The law is there. What is required is to detect the culprits and punish them. But that section is being used to hunt down the political opponents of the regime.
* Most of the jurisdictions which have implemented measures or envisaging to address the issue of abuse and misuse of social media have, as mentioned in the Consultation Paper itself, promulgated laws to make social media companies “take more responsibility for the safety of their users and tackle harm by content” by removing such content within 24 or 36 hours of it being uploaded online, failing which substantial fines are imposed. It appears that few or none have gone as far as intervening upstream to address the issue of social abuse. Why is that so?
Given the widespread use of social media it may be difficult to address abuse in a rational and comprehensive manner.
When Facebook’s chief executive, Mark Zuckerberg, testified before the US Congress in 2018, the Senators expressed their skepticism that Facebook would be able to regulate itself. The Senators and threatened to enact privacy rules and other regulations.
The matter is very complex. Even if you have rules and regulations, there will always be hackers that will breach any rule or control.
* Could it be that these jurisdictions have the clout to make sure that the social media companies comply with their duty of care as promulgated in their respective domestic laws, which is clearly not the case here? It would appear that Facebook has not even responded to ICTA’s request for its comments to its proposed amendments to the relevant ICT law…
In spite of regulations there have been all kinds of abuses by private individuals, especially politicians. We witnessed this phenomenon during the election campaign of 2019.
Facebook and other social media platforms are in a chicken and egg situation. On the one hand, they feel that freedom of expression should have its way unhindered and they rely on the good sense of people. On the other hand, if social media platforms come up with many restrictions, they may see a drop in the use of their platforms. This will mean a drop in profits. Do not forget the colossal sums of money social media platforms generate in terms of commercials and other related matters.

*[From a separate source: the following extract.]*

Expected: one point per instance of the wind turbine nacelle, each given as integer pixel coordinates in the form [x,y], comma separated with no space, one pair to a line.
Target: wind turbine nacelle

* Given the current atmosphere of trust deficit in the Government, the National Digital Ethics Committee (NDEC) as the decision-making body on social media contents, and the selection of the Chairperson and members of the NDEC (deemed to be “independent, and persons of high calibre and good repute”) have, as expected, not gone down well since it is feared that political nominees might do the bidding of the political masters. Right?
I can do no better than to quote what Vinod Boolell wrote in l’Expresson 22 April when he said: “The pressing and vital question to be addressed is how will the members of the NDEC be appointed? No doubt they will be political appointees. No doubt the law establishing the NDEC will spell out that the members should act independently. But it is a hardly a secret how institutions filled with political nominees function. What criteria will the NDEC use to determine whether the content of a social media site is illegal or harmful.”
To that, I may add another question: Will the NDEC take orders from Big Brother who will keep constant watch on not only social media platforms but also on the NDEC itself?
* The deadline for submission of comments on the Consultation Paper falls on 5 May 2021. What are the options available to concerned stakeholders if the Government goes ahead and votes the amendments? Would a judicial challenge be entertained by our Courts or would the principle of parliamentary supremacy prevail?
There will be no option. The law will be voted by all the yes men on the government benches without their realizing what they are voting for. Little do they realise that there may be a boomerang effect.
Once the law is voted, it stays on the Statute Book until the Supreme Court gets an opportunity to determine whether it is constitutional or not.